# A goof proof sharpening system



## a1Jim (Aug 9, 2008)

Thanks for the review,looks like a very useful guide. Just a note, Mike Dunbar invented the Scary Sharp method.


----------



## JJohnston (May 22, 2009)

Take the clamp bar off and rough up the contact surfaces.


----------



## BenI (Jun 8, 2012)

I recently got mine and have been using it to sharpen my older set of chisels and it's fantastic. It makes it so easy to have consistent results and nice sharp blades.


----------



## BuckI (Oct 12, 2009)

Great review! I have one of these as well, sure makes sharpening a "no brainier." I have yet to master the technique when using the camber roller for smoothing planes.
Thanks for the review.


----------



## JHarshaw (Jun 8, 2013)

Thanks for the review!

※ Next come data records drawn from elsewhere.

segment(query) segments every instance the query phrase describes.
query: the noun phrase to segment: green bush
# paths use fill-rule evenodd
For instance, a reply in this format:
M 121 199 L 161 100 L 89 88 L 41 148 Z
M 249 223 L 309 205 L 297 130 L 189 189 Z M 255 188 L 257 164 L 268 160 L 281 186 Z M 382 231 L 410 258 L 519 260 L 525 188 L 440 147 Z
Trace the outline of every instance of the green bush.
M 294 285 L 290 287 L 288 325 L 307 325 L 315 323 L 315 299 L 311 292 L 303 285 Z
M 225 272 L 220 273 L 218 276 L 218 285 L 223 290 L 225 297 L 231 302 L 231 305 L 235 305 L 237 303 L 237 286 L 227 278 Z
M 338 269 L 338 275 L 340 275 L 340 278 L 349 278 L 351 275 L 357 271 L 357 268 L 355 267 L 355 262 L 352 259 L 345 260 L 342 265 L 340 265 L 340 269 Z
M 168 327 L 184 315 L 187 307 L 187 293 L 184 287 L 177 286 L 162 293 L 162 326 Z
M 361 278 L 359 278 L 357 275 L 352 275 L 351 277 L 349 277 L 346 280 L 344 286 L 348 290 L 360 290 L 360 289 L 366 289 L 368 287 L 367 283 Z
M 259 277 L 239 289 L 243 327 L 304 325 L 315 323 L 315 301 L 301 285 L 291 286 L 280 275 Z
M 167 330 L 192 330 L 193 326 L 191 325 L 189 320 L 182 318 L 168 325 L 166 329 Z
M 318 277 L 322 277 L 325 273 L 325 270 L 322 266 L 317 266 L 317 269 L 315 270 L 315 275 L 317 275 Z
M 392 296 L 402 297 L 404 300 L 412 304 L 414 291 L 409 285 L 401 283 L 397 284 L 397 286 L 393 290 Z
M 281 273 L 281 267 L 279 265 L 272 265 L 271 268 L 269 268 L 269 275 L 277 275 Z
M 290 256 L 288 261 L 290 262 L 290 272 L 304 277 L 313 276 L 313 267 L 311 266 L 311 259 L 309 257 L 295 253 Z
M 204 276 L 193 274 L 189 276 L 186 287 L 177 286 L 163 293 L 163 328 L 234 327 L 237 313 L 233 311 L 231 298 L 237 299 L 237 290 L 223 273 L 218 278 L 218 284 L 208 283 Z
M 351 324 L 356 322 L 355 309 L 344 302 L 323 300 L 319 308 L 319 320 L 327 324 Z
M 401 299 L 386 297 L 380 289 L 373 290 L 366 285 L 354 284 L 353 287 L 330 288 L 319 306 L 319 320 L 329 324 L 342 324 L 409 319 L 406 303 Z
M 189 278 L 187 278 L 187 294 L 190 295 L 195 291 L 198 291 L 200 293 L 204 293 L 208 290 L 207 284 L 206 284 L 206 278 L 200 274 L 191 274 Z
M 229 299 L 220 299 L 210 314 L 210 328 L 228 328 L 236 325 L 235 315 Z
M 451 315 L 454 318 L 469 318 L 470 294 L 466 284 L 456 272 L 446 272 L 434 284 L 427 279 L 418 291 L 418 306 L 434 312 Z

I got one last summer, and was able to get consistent results also. As a newcomer to woodworking (aside from shop class 35 yrs ago) I am amazed how much sharp tools make a difference!

JH


----------



## Tedstor (Mar 12, 2011)

I've been meaning to order one. I'll stalk Lee Valley for their next round of free shipping.


----------



## b2rtch (Jan 20, 2010)

In the past I was looking at buying this guide but now I no longer use any guide at all.
It works well for me.
In general, I like Veritas products.


----------



## love2cad (Oct 8, 2012)

I have this jig also and love it. Sharping use to be one of things I put off and off.. now I don't hesitate.


----------



## KTMM (Aug 28, 2009)

I had one of these and it's a great product. The add ons are worth the money (skew jig and camber roller). I had a slight bend in the roller pin, Lee Valley sent me a new one no questions asked.

Once I learned how to sharpen freehand, I no longer used mine and sold it.


----------